La première fois que j’ai franchi la porte du restaurant de Guillaume Leclère, je me suis dit : « Là, je vais vivre un truc différent ». Et franchement, je n’ai pas été déçu. Ce chef, fils d’agriculteurs et passé chez les plus grands comme Marc Veyrat, a monté une table gastronomique qui change vraiment des codes classiques. Son concept de cuisine d’arrivage m’a tout de suite parlé : pas de carte fixe, juste les produits du moment, ceux qui arrivent directement des producteurs locaux de Lattes, Saint-Jean-de-Védas et des environs. Tu sais ce que tu manges, mais tu découvres comment c’est préparé une fois dans ton assiette. C’est un peu comme ouvrir un cadeau gourmand, et ça, j’adore ce genre de surprise bien pensée.
Une philosophie qui met les produits au centre
Guillaume Leclère ne fait pas dans le tape-à-l’œil. Sa cuisine, c’est avant tout une histoire de respect et de transparence. Il travaille avec des producteurs qu’il connaît personnellement, élimine les intermédiaires et s’assure que chacun vive dignement de son métier. Au début, il faisait le marché aux Arceaux deux fois par semaine. Maintenant, ce sont les producteurs qui viennent le voir, et ça change tout niveau fraîcheur et traçabilité.

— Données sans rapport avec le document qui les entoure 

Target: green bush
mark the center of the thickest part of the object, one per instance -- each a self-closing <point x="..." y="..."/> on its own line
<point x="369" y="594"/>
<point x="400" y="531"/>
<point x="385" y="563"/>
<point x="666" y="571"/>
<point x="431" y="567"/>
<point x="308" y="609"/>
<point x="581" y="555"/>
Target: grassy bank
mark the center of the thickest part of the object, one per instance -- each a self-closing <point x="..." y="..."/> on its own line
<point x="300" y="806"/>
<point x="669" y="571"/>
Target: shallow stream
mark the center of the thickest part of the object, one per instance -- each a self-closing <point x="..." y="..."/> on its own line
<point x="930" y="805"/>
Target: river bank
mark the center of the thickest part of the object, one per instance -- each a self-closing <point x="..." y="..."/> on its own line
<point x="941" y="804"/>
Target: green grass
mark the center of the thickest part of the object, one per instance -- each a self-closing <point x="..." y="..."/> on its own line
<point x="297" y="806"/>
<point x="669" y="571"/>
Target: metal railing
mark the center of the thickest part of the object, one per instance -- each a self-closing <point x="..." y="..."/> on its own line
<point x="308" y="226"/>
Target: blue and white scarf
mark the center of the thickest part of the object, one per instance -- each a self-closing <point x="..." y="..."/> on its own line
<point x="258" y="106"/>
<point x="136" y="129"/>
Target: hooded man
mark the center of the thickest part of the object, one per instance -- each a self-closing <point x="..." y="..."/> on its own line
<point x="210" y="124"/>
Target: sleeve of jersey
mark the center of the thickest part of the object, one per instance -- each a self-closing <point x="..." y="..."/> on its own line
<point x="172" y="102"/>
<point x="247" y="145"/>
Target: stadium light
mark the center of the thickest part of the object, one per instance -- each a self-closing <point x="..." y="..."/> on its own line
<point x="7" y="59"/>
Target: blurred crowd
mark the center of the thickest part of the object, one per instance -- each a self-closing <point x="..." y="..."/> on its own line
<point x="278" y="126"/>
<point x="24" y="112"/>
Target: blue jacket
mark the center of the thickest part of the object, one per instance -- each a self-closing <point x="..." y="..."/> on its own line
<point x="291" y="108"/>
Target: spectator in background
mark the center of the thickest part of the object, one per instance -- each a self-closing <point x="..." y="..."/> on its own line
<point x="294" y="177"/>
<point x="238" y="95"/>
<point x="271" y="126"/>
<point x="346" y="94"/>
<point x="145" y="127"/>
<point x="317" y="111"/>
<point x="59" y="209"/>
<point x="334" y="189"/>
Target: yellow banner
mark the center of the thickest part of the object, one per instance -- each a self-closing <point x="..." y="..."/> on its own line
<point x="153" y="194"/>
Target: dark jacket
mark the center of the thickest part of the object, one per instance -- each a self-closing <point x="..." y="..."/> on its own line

Pour la viande, il a la traçabilité complète, de l’élevage à l’abattage. L’agneau au printemps pendant deux mois, la pintade d’Aveyron l’été quand elle a besoin de chaleur… Tout est pensé pour coller aux saisons. Côté poisson, uniquement du poisson de ligne ou de petits bateaux, jamais de chalut. Le thon rouge ? Bagué pour garantir une pêche contrôlée. C’est ce genre d’engagement qui fait toute la différence et qui donne du sens à ce qu’on met dans son assiette.
J’ai eu la chance de goûter des plats vraiment mémorables :
- Un parfait œuf mollet mousseux infusé au bourgeon de sapin avec des rouleaux croquants de thon cru et betterave
- Des asperges blanches avec crème de parmesan et coulis de persil, copeaux de truffe d’été
- Un coussinet de grondin rouge soufflé poudré d’ail des ours dans une bisque de crabe vert
- Un maigre de ligne contisé aux algues et rôti au beurre iodé
Chaque assiette raconte une histoire, avec peu d’ingrédients mais travaillés avec une précision chirurgicale. Le chef veut que tu aies le goût de ce qui a été annoncé, et crois-moi, c’est exactement ça. Pas de fioritures inutiles, juste de la générosité et du gourmandisme.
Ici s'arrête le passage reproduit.